All this is achieved with three short shell scripts. First one that will mount an iso image directly:


#!/bin/ksh -p

function getsubopts
{
	typeset x
	typeset y
	typeset generic_opts

	y=$1
	x=${y##,\*}

	while [[ "${x}" != "" ]]
	do
		case $x in
			lofi_backfs=\*) BACK_FS=${i#lofi_backfs=} ;;
			\*) generic_opts="${generic_opts}${generic_opts:+,}$x" ;;
		esac
		y=${y%${x}}
		y=${y%,}
		x=${y##,\*}
	done
}

while getopts Ormqo: c
do
	case $c in
		o) generic_opts=$(getsubopts $OPTARG) ;;
		O|m|q|r) opt="${opt}${opt:+ }-$c" ;;
	esac
done

shift $(($OPTIND - 1))

image=$1
dir=$2

lofidev=$(lofiadm ${image} 2> /dev/null)
if [[ "${lofidev}" = "" ]]
then
	lofidev=$(lofiadm -a ${image})
	cleanup="lofiadm -d ${image}"
else
	cleanup=:
fi
fstype=${BACK_FS:-$(fstyp ${lofidev})}

if ! mount -F ${fstype} ${generic_opts:+-o }${generic_opts} ${opt}  $lofidev $dir 
then
	${cleanup}
	exit 1
fi
exit 0

That goes in /usr/lib/fs/isofs/mount.

Now this command:

mount -F isofs /iso_store/Trusted_Solaris/Trusted_S8_0401_CD2_of_2.img /mnt



will mount the iso the image /iso_store/Trusted_Solaris/Trusted_S8_0401_CD2_of_2.img automatically without any need to mess with creating lofi device by hand. Then I just need a couple of executable automount maps so that I can let the automounter do it's stuff.

First /etc/auto_iso:

#!/bin/ksh -p
if ! getent passwd $1 > /dev/null
then
        exit 0
fi
root_dir=/var/run/auto_iso
user_dir=${root_dir}/users
master_script=${root_dir}/master_script
if mkdir -p ${user_dir}
then
        cp /etc/auto_iso_users $master_script
fi
if ! [[ -f  ${user_dir}/$1 ]]
then
        ln $master_script ${user_dir}/$1
fi
echo "/ -fstype=autofs ${user_dir}/$1"
exit 0

This just allows me to have a separate executable map per user, so that that executable map can have some context, (the users login name), passed in as the name of the script. for who it is run. The script /etc/auto_iso_users then does the work for the users:

#!/bin/ksh -p

user=${0##\*/}

if [[ -f ~${user}/isos/$1 ]]
then
        echo / -fstype=isofs ~${user}/isos/$1
fi
exit 0

Nice simple one to finish with, then I just needed the /etc/auto_master entry:

/isos           auto_iso -nosuid

This or this can be added to another automount point, that we already have, like /share by adding this entry:

isos      / -fstype=autofs /usr/local/share/sh/auto_iso

The only problem with this is that there is no way for the system to automatically destroy the lofi devices when they are unmounted..

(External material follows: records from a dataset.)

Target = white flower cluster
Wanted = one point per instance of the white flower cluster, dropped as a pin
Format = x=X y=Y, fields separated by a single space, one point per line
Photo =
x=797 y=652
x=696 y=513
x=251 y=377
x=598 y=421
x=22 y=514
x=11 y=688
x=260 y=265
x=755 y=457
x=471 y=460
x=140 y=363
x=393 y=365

Update: The lofi devices can be removed using dtrace.

Monday Sep 27, 2004

Solaris automounting to the Nth....

My first introduction to the automounter was when it arrived as part of NSE in the days of SunOS 3.5 it was always kind of neat, but with the advent of autofs it was ready for some real abuse.

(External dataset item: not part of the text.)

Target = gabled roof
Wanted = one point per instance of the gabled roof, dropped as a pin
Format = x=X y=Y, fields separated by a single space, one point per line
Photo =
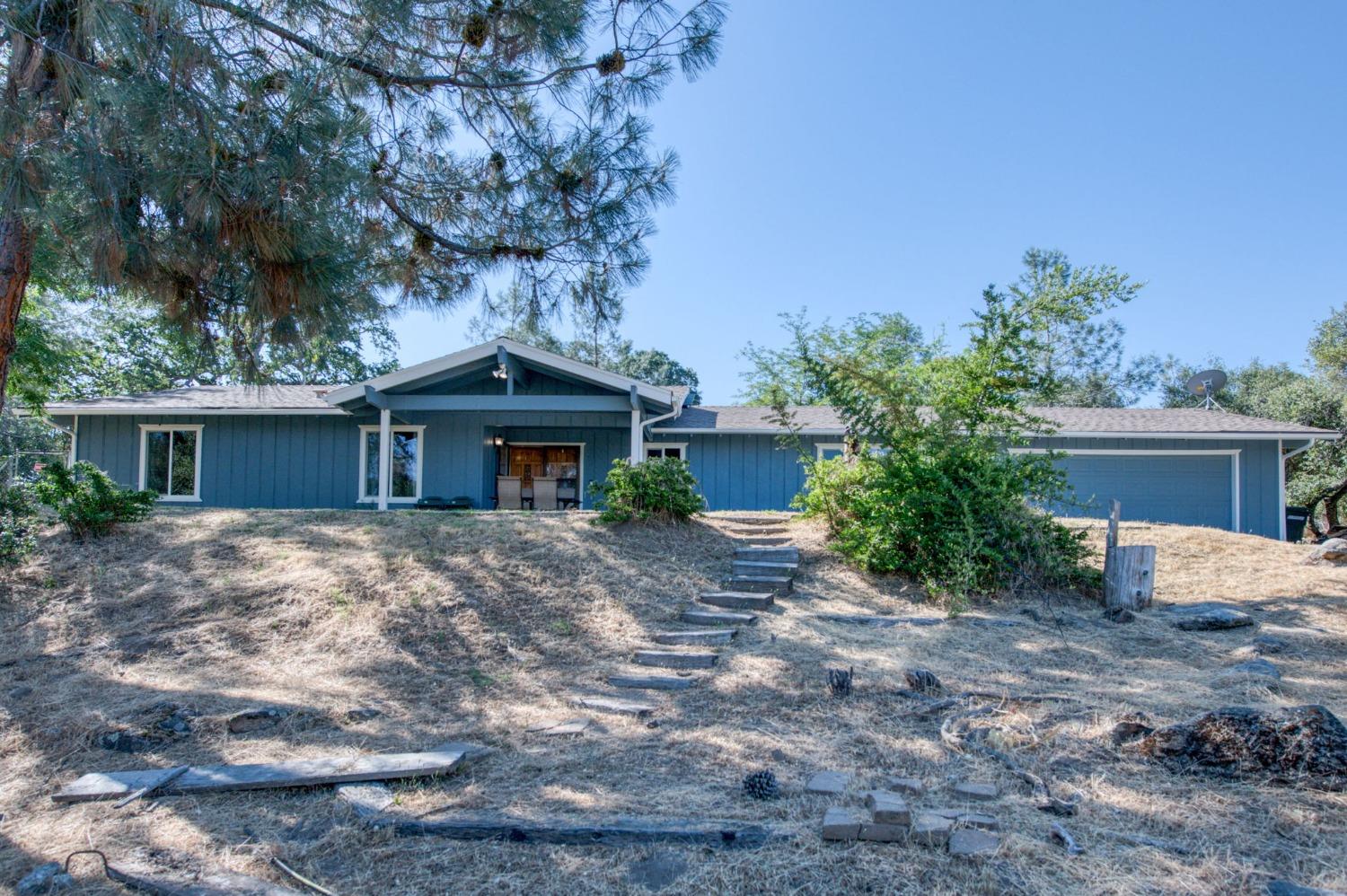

From contacts with the development team and comments in bug reports it is now clear that it was never intended that you could do some of the things that you can do with the automounter, and parts of this certainly fall into that category.

Sustaining Solaris

One of the problems with sustaining Solaris is that you have to have a build system for each architecture and release you are sustaining. Needless to say this either leads to you having to install a build system each time or have some form of multi boot or have lots of systems.

We used to opt of the lots of systems but that meant that they were relatively small and so builds would take a long time. Plus they each sat idle for long periods of time.

Reinventing the wheel

To solve this we built 2 systems, one SPARC and one x86 onto which we restored all the root images of our build servers in a sub directory such that we could chroot into the directories and build any release. Neat and for the most part it worked very well. Only recently did I discover from a colleague that this was the same as one of the original uses for chroot.

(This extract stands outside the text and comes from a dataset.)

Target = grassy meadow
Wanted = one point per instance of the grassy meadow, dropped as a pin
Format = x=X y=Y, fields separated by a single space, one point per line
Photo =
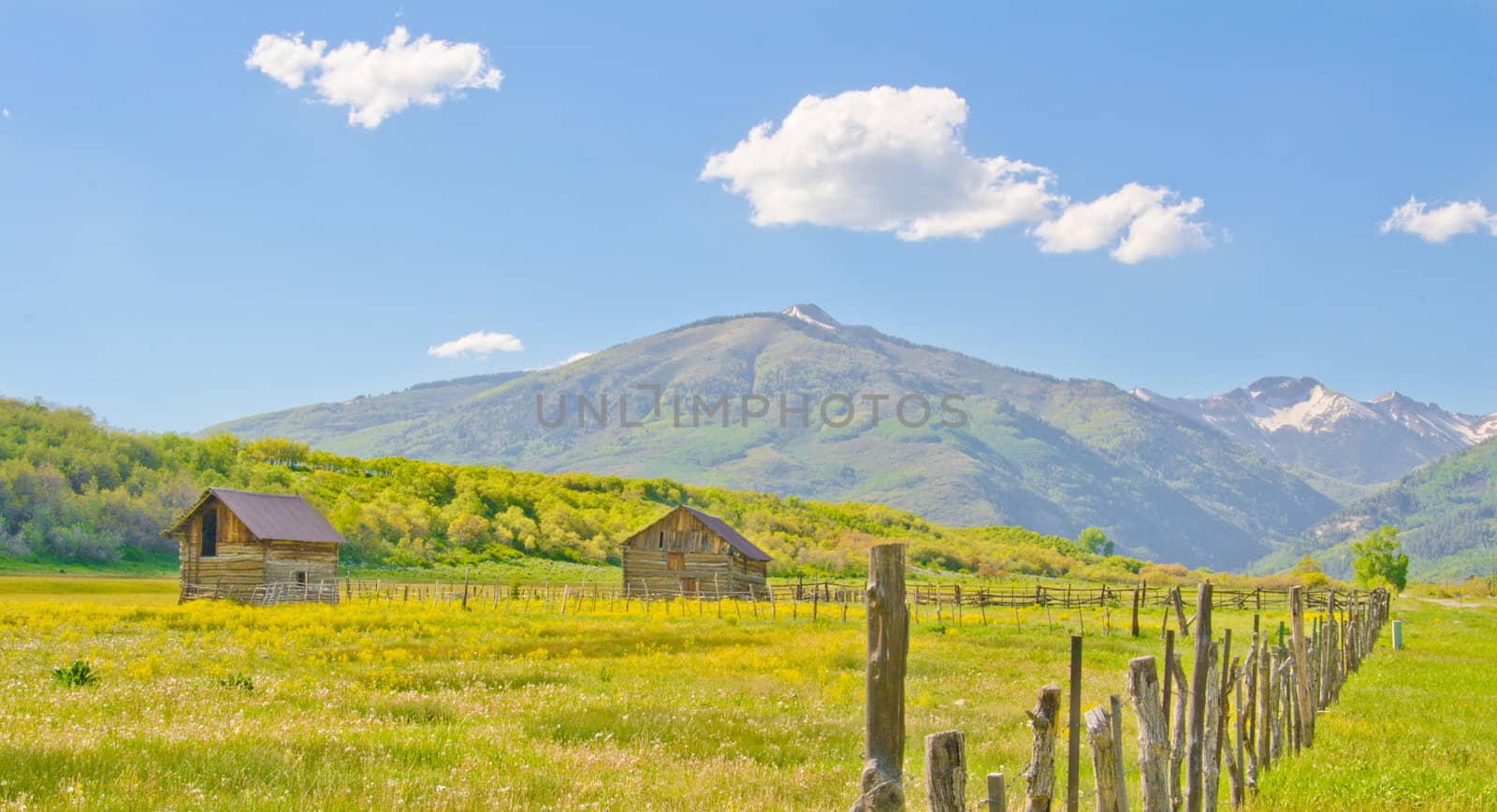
x=419 y=706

Dr. Marshall Kirk Mckusick, private communication: ``According to the SCCS logs, the chroot call was added by Bill Joy on March 18, 1982 approximately 1.5 years before 4.2BSD was released. That was well before we had ftp servers of any sort (ftp did not show up in the source tree until January 1983). My best guess as to its purpose was to allow Bill to chroot into the /4.2BSD build directory and build a system using only the files, include files, etc contained in that tree. That was the only use of chroot that I remember from the early days.''

This all relies on the interface between the kernel and libc not changing for the system calls used in the build, which fortunately for SunOS 5.6 to 5.9 is the case. However for 5.10 we have had to build new systems, but hey we still only have 4 build systems instead of 10. This allows those systems to be really powerful and hence our builds take less time.

Automounting everything

Once all this was done we realised that it would be nice to have our home directories and other mount points available under the chroots, so we loopback mounted the /home autofs mount point from the real root, then there were other mount points so we started, but did not get far with, building a /etc/vfstab file that would do this. The revelation was when we used the automounter to mount the chroot areas. We use it to mount all the files and directories from the real root file system to get things working.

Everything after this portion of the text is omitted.